Ketua Pelaksana Prokab IDAI ke-IX, dr. Ronal, Sp.A, menyampaikan bahwa pendidikan profesi anak berkelanjutan ini sangat penting mengingat perkembangan ilmu pengetahuan yang terus diperbarui. "Ilmu pengetahuan terus update, sehingga para dokter perlu terus mengasah kemampuan mereka. Kami berharap melalui kegiatan ini, kompetensi dokter dapat meningkat dan pada akhirnya meningkatkan kualitas layanan kesehatan pada anak," ujar dr. Ronal, disela-sela berlangsungnya seminar yang menghadirkan narasumber berkompeten, Sabtu (24/5) di salah satu hotel berbintang di Padang.

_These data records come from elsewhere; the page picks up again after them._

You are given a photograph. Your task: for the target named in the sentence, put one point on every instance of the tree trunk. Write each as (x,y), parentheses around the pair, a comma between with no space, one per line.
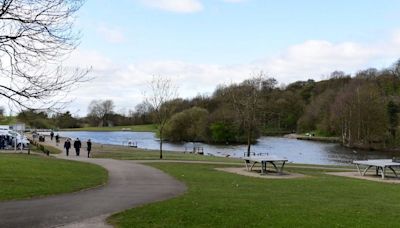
(248,143)
(161,141)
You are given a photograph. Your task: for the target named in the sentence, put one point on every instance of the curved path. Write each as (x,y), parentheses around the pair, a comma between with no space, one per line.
(129,185)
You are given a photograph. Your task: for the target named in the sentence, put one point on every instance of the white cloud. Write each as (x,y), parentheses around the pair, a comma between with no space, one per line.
(234,1)
(180,6)
(111,35)
(125,83)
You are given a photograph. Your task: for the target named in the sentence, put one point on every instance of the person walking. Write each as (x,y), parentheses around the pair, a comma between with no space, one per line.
(77,146)
(67,145)
(57,139)
(89,147)
(51,135)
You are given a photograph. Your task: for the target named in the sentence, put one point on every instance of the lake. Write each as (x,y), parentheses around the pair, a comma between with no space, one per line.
(298,151)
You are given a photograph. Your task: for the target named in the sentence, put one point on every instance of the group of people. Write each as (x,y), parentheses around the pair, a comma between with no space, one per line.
(77,145)
(5,140)
(57,137)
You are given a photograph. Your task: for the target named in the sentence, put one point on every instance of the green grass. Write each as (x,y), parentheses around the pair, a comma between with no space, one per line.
(218,199)
(8,120)
(129,153)
(137,128)
(25,176)
(51,149)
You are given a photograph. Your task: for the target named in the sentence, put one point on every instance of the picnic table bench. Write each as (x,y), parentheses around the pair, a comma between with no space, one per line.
(263,160)
(379,164)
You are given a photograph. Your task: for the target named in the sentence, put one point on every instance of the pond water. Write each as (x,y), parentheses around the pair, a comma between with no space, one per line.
(298,151)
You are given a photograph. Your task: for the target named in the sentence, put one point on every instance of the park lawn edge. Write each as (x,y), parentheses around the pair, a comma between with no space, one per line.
(104,180)
(120,219)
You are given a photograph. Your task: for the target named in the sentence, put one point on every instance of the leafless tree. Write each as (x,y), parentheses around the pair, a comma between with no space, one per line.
(35,38)
(245,99)
(162,91)
(100,110)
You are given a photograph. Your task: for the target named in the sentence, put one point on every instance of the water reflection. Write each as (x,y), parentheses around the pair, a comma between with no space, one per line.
(298,151)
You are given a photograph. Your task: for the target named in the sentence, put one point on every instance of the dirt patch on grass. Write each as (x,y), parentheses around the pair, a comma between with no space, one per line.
(368,176)
(257,173)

Prokab IDAI ke-IX yang diikuti oleh 200 peserta, termasuk 80 dokter spesialis anak yang tersebar di berbagai kabupaten/kota di Sumbar, berfokus pada penanganan kasus-kasus umum pada anak seperti Infeksi Saluran Pernapasan Akut (ISPA), diare, campak, dan batuk rejan yang cenderung meningkat tahun ini. "Jika satu penyakit masih menggunakan standar lama, sekarang ada ilmu baru, sehingga pasien anak mendapatkan haknya dalam pelayanan yang terbaik," tambah dr. Ronal.
Kegiatan ini merupakan program berkelanjutan yang akan diadakan setiap tahun, dilengkapi dengan pembentukan grup WhatsApp untuk memfasilitasi diskusi dan berbagi informasi antar peserta.
Tantangan dan Harapan
Meskipun upaya peningkatan kompetensi terus digalakkan, dr. Ronal juga menyoroti beberapa tantangan dalam pelayanan kesehatan anak di Sumbar yang kerap menjadi keluhan ke Dinas Kesehatan. Salah satunya adalah keterbatasan fasilitas di rumah sakit pemerintah dan persebaran tenaga kesehatan yang belum merata. "Rumah sakit tipe C seharusnya memiliki minimal dua dokter anak, namun sebagian besar dokter anak masih terpusat di kota-kota besar," jelasnya.
Selain itu, masalah biaya hidup yang tidak sejalan dengan pendapatan yang diterima dokter, serta kesempatan sekolah yang terbatas bagi dokter umum yang ingin mengambil spesialisasi namun terhambat aturan harus menjadi Calon Pegawai Negeri Sipil (CPNS), juga menjadi perhatian. Diharapkan, hasil dariProkab IDAI ke-IX ini dapat menjadi masukan bagi pihak terkait untuk terus meningkatkan kualitas dan pemerataan layanan kesehatan anak di Sumatera Barat.
Gubernur Sumbar, diwakili Kepala Dinas Kesehatan, dr. Lila Yanuar mengatakan IDAI sangat berperan dalam menurunkan kematian ibu dan bayi. Menurunkan kasus tentunya lewat kolaborasi program dengan dinas kesehatan.
"IDAI akan memberikan kontribusi signifikan kepada pemerintah dan masyarakat dalam menurunkan kematian ibu dan bayi melalui kolaborasi program yang intensif dengan Dinas Kesehatan," tegas dr. Lila.
Disebutkannya, fokus utama IDAI di usia 71 tahun ini adalah memperkuat ketahanan kesehatan anak. Mereka menyoroti urgensi peningkatan sistem rujukan yang lebih responsif terhadap kegawatdaruratan pada anak, sebuah langkah krusial yang diyakini dapat menyelamatkan lebih banyak nyawa bayi dan anak.
Tak hanya itu, terang Lilam pemerintah Provinsi Sumatera Barat tak tinggal diam dengan akan mengambil langkah proaktif dengan mengadvokasi kabupaten/kota untuk menambah jumlah Sumber Daya Manusia (SDM) kesehatan, khususnya dokter spesialis dan sub-spesialis anak.
"Dengan sinergi kuat antara IDAI dan Pemprov Sumbar, diharapkan angka kematian ibu dan bayi di Sumatera Barat dapat terus ditekan, demi masa depan generasi penerus yang lebih sehat dan kuat," terangnya.
Prokab IDAI ke IX yang berlangsung selama dua hari tersebut mengusung tema "Memperkuat kontribusi layanan kesehatan untuk menyelamatkan nyawa dan meningkatkan kualitas hidup anak-anak".